I appreciate the responses to the Emerson below, but, really, that was an essay prompt, and I expect essay answers, so I don't appreciate the responses because not one of them was in essay form.
There is only one more day of work. Tomorrow (Friday) I am on a snowmobile trip - "Morale Booster" - to a section of the ice shelf known as Windless Bight, out there pulling flags before winter hits. Saturday is the final day, Sunday off, Monday packing and cleaning, Tuesday gone, weather permitting. My coworkers have driven me to the edge and this morning I found myself reading about Raskolnikov. I listened to the Talking Heads, returned chemicals no longer needed by grantees, filled paperwork, filed paperwork.
Slowly we grow tired, sleep comes earlier and earlier. So we lie in bed and ponder this, decry all the madness all about, bury ourselves in books, what not. The dreamcatchers seining deep water drift shallow, worn and wide. I'll leave you, Antarctica. Nothing more.
'Your eyes that once were never weary of mine
Are bowed in sorrow under pendulous lids,
Because our love is waning.'
And then She:
'Although our love is waning, let us stand
By the lone border of the lake once more,
Together in that hour of gentleness
When the poor tired child, passion, falls asleep.
How far away the stars seem, and how far
Is our first kiss, and ah, how old my heart!'
Pensive they paced along the faded leaves,
While slowly he whose hand held hers replied:
'Passion has often worn our wandering hearts.'
The woods were round them, and the yellow leaves
Fell like faint meteors in the gloom, and once
A rabbit old and lame limped down the path;
Autumn was over him: and now they stood
On the lone border of the lake once more:
Turning, he saw that she had thrust dead leaves
Gathered in silence, dewy as her eyes,
In bosom and hair.
'Ah, do not mourn,' he said,
'That we are tired, for other loves await us;
Hate on and love through unrepining hours.

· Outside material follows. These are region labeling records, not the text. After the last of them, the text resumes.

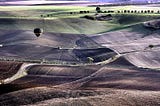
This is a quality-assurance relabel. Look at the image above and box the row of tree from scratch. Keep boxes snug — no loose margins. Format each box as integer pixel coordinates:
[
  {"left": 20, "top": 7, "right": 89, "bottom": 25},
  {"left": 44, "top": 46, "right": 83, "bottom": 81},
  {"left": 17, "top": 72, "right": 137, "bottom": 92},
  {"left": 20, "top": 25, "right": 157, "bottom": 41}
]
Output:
[{"left": 117, "top": 10, "right": 156, "bottom": 14}]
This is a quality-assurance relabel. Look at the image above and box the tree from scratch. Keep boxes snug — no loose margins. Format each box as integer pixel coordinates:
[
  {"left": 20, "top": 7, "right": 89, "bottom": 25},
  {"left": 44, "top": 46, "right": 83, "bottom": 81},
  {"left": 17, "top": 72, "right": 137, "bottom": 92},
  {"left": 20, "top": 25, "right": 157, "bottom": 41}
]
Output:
[
  {"left": 96, "top": 7, "right": 101, "bottom": 13},
  {"left": 87, "top": 57, "right": 94, "bottom": 63}
]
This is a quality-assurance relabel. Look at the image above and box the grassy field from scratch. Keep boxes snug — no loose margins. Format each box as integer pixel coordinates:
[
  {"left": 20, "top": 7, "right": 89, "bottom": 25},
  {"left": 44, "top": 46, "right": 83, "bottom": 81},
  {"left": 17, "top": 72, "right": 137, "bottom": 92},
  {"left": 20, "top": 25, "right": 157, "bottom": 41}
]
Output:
[{"left": 0, "top": 6, "right": 160, "bottom": 34}]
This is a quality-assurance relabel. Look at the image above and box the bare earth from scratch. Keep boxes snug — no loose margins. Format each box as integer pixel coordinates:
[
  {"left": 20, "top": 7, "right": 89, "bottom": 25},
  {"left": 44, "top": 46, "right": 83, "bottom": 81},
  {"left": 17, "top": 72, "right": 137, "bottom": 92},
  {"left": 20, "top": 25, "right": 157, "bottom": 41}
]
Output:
[{"left": 0, "top": 22, "right": 160, "bottom": 106}]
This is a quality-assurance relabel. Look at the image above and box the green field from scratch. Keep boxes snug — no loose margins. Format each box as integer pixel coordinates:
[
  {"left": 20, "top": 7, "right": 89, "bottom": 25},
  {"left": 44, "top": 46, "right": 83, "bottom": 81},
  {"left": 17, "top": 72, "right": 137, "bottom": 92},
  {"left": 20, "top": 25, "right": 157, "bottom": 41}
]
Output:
[{"left": 0, "top": 6, "right": 160, "bottom": 34}]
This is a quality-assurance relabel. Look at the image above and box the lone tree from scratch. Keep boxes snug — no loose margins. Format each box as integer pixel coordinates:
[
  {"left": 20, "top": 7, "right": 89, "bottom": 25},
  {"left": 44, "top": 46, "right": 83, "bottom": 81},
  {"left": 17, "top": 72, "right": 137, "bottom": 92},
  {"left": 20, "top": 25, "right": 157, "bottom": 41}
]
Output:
[{"left": 96, "top": 7, "right": 101, "bottom": 13}]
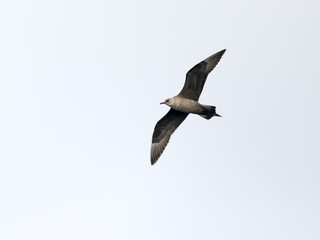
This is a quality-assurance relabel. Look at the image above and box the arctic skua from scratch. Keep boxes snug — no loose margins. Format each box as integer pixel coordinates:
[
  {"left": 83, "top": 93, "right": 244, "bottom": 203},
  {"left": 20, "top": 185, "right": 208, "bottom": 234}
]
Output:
[{"left": 150, "top": 49, "right": 226, "bottom": 165}]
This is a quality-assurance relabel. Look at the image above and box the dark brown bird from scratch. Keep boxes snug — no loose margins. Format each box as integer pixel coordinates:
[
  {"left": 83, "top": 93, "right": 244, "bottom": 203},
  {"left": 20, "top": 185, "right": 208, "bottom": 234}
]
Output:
[{"left": 150, "top": 49, "right": 226, "bottom": 165}]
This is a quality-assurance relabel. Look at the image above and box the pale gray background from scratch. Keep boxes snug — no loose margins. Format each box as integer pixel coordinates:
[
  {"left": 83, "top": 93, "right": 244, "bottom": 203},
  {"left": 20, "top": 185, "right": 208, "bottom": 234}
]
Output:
[{"left": 0, "top": 0, "right": 320, "bottom": 240}]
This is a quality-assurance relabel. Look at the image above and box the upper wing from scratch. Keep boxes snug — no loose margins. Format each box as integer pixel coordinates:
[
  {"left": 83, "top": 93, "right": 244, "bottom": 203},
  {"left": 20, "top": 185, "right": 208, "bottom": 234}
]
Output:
[
  {"left": 179, "top": 49, "right": 226, "bottom": 101},
  {"left": 150, "top": 108, "right": 188, "bottom": 165}
]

Before us lies eternity; our souls
Are love, and a continual farewell.'
Sunday, February 3, 2008
Agree or Disagree? Why?
Pocket Change
It's not a cookie. It's a figmenton of your imagination. All of it.
The fuel tanker Gianella come and gone in the stillness of night and the briskness of evening.
First it arrived at 1:30am with the sun at its nadir and hid behind clouds showing mostly purple across the ice, at the far side of the sound beyond the clouds a casted band of gold like a gilded lane for the distant and prestigious mountains on their throne of dirt. The water lay flat and dark as a mirror turned sideways, a smooth thin shell of ice from the dropping temperatures. The Gianella glided silently into berth, split the crust of ice, and pushed low waves rolling to either side where they
lapped against the steep and frozen shore. Twelve lines came overboard, five from bow, five from stern, two from the center of the boat, and when the job was finished come 3am the group was driven tiredly up to station. Fuel hoses were connected and 12 million gallons came off, two million headed to pole via skied C-130s which burn three gallons for every one delivered, making that an exchange of six million gallons for two million delivered.
So they – the NSF, Raytheon – are working on a more permanent traverse route from McMurdo to Pole, as now they run only one annual ground traverse, up the Ross Ice Shelf then south to the middle of the continent, blasting snow bridges across crevasses when progress is blocked, nearly 1,000 miles over nothing. The maintenance costs for a permanent route would be astronomical. It's an absurd and useless vision. The weather will not have it.
The Gianella departed at 4:30pm Friday afternoon, emptied of fuel and reloaded with ballast water, towed out to open water by the Oden. No fanfare, the town bustling at that time. Colder temperatures are moving in, chilly blasting wind coming from the gap between two islands, only a thin notch at such distance, like a pistol sight. A powerful enough rifle, fired through this notch, might ding the new Pole station. A notch straight south up snowy plateaus. I am switching to nightshift now in preparation for arrival of the cargo vessel, return to work on Tuesday night and transition, eventually, to twelve hour shifts. At least I get to drive a small forklift, unload containers so others can count and label boxes.
All around base an undercurrent of imminence,
the season winding down, C-17 flights starting this week back to Christchurch with employees and grantees, and a strong curiosity about the world to which we all return. I've been reading news and hearing stories of hopeful politics and a crumbling world, news coming unignorably like heavy boots trod on the floor overhead, discord and passion even down here among these small thousand. “Out of this universal feast of death, out of this extremity of fever, kindling the rain-washed evening sky to a fiery glow, may it be that Love one day shall mount?”